Tuesday, March 01, 2011

The worm turns

According to RSM Tenon, the accountancy group, the year 2011 will shortly see the highest levels of personal insolvency on record. In particular, it seems, the elderly are being hardest hit. Mark Sands, the Head of Bankruptcy and Personal Insolvency, says:
The 66-plus age group seems to have been hit the hardest in these difficult times. Personal insolvencies in this age group show a total increase of 20 percent in 2010 compared with 2009. In the last quarter of 2010, the 66-plus age group showed the smallest drop in personal insolvencies year-on-year as well, not showing much in the way of improvement with a six percent fall compared with 19 percent over all age groups.
Now all you need to do is insert boilerplate references to hypothermic grannies, energy costs and windmills. In addition we have already seen this year two million people using their credit cards to pay the rent or the mortgage. Both of these phenomena were predictable - and predicted.

Next to come will be petrol hikes for spurious reasons based on minor, and largely irrelevant scuffles in third world basket cases near to the Middle East. Then comes the lower middle classes working only to eat and fill up the car in order to get to work.

Following that will come mass council tax defaults, as have already been reported, with figures from the City of Lincoln Council showing 421 liability orders made against residents last month. This along with today's report that Bristol council is issuing 62 summonses a day, even while its own councillors are taking the piss. This on the same day we find yet another half-million pound parasite on council books.

Following that, one thing helping to keep inflation down, cheap consumer goods, is about to come to an abrupt end. We are reaching a crunch point where for many, work will not only be futile in order to stay out of debt, but actually not affordable without cutting corners on things like car insurance, a problem that will not go away even with the new draconian measures. We are reaching a point where the so-called coping classes are not coping. They are being criminalised by way of not making ends meet. The County Court claims offices are going to be busy little bunnies.

Following this will come an upsurge in broken homes, domestic abuse and doorstep violence, undoubtedly involving state licensed thugs receiving head traumas and stab wounds. This, after all attempts at getting actual justice have failed.

What is puzzling is why people are not taking to the streets, firebombing their council offices and petrol bombing the local branch of Natwest. But that is to come. The worm is turning. Today we have this and interestingly, this:
Vodafone refused to speculate on whether the break-in could be linked to several high-profile controversies involving the company. It was recently the subject of protests over claims that the firm was let off paying part of an outstanding UK tax bill.
Maybe the saboteurs have got the wrong target, but if not, we can expect more, especially if they keep piling on the bills while their noses are as firmly entrenched in the trough. Enough will soon be enough. The growing sentiment, from groups that would normally be considered quite restrained, is that they have to be taught a lesson outside the corporate box.
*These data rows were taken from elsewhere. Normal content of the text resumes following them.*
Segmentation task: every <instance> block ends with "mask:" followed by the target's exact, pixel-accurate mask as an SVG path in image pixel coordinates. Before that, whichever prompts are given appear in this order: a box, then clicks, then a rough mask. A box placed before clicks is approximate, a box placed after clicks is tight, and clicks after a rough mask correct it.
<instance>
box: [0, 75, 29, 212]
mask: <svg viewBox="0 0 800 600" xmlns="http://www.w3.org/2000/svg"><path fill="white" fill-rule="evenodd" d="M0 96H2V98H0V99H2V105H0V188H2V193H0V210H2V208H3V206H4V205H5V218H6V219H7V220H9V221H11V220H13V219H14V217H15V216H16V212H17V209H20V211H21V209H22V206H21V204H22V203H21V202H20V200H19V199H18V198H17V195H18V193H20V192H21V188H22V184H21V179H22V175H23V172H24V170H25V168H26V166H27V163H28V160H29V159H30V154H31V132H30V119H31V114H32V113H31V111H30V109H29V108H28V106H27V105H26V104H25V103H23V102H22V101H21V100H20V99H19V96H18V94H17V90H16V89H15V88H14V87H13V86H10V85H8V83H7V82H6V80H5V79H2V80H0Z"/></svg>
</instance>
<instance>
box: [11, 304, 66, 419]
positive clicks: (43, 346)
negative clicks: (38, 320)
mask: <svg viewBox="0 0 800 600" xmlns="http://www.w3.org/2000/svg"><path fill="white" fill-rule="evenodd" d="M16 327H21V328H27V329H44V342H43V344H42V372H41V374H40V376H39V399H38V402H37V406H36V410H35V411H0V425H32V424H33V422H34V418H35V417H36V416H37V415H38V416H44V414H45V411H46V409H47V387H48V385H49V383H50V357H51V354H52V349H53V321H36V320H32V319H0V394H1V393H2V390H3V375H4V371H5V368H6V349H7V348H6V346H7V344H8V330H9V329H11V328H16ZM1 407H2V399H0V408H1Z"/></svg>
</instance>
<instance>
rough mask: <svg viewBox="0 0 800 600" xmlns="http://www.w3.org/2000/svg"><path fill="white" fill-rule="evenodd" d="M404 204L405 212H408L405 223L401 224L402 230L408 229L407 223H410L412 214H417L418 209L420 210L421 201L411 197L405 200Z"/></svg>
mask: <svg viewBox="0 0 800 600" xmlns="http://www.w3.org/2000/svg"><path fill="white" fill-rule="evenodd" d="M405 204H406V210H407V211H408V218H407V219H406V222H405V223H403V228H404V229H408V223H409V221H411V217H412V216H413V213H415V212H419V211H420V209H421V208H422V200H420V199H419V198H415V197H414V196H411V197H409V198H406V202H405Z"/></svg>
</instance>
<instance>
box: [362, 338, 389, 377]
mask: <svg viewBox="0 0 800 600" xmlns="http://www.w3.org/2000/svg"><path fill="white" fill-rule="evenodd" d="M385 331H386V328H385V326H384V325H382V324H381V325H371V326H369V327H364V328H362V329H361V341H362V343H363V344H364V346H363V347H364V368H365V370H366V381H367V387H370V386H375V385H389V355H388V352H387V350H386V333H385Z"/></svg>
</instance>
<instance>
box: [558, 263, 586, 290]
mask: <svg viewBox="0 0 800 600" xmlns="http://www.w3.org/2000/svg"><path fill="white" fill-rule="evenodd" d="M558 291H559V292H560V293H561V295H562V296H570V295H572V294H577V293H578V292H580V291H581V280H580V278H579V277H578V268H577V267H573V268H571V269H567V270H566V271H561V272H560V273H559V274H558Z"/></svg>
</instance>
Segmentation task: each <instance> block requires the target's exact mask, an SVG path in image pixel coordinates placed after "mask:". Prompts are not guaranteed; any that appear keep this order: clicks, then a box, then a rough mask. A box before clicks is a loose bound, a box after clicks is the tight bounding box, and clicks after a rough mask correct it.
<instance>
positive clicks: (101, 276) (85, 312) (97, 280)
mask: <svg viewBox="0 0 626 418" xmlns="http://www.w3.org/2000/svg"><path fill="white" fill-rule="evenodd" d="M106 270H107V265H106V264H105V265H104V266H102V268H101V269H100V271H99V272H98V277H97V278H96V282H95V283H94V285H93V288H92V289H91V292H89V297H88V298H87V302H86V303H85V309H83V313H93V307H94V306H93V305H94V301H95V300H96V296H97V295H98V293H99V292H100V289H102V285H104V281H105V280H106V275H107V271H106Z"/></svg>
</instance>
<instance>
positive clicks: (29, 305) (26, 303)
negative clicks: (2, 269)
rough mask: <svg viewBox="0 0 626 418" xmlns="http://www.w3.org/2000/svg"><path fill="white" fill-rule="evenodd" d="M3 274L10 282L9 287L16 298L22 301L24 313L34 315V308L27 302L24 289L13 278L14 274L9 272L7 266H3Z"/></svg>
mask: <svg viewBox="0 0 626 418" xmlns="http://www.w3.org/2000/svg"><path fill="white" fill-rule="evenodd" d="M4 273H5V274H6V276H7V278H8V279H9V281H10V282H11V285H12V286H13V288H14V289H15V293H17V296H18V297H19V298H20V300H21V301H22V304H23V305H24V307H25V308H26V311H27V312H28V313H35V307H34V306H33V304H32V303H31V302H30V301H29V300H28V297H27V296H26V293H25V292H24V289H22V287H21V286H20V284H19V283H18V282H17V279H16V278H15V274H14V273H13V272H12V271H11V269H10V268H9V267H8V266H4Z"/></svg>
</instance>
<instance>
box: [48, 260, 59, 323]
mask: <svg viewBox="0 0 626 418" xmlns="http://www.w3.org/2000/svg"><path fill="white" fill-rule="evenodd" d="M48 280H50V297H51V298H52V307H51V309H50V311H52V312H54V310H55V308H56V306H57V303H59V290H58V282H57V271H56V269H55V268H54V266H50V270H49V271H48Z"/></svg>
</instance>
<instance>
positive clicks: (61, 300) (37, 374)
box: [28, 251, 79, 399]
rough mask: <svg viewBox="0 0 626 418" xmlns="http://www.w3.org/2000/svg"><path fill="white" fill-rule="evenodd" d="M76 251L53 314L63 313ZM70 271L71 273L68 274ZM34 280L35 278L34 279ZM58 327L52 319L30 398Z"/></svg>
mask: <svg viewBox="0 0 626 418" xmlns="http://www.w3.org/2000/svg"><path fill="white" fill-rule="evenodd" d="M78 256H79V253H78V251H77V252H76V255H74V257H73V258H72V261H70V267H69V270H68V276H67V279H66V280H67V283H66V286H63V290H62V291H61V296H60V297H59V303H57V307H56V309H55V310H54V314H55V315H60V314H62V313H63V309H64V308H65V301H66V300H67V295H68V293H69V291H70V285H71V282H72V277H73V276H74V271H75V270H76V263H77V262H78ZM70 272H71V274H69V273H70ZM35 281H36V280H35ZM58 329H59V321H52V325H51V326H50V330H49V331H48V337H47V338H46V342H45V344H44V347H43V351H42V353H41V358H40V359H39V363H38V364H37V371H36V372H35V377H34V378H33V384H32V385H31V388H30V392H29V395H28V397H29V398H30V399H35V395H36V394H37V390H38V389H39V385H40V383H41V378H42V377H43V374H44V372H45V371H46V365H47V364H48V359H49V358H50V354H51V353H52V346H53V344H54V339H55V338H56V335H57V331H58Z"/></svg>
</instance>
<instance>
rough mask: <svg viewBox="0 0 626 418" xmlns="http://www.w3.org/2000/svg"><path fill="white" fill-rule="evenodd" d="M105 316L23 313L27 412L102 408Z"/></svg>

Many are hopeful that this is precisely that, and that it will be the first of many. For the moment, too many people have too much to lose to risk joining in. But, in a year or two, as the system strips people to their  bare essentials, sentiment could change dramatically. Then, as they say, we shall have some serious fun. There is nothing quite so dangerous as a man with nothing to lose. As for the women - don't even think about it.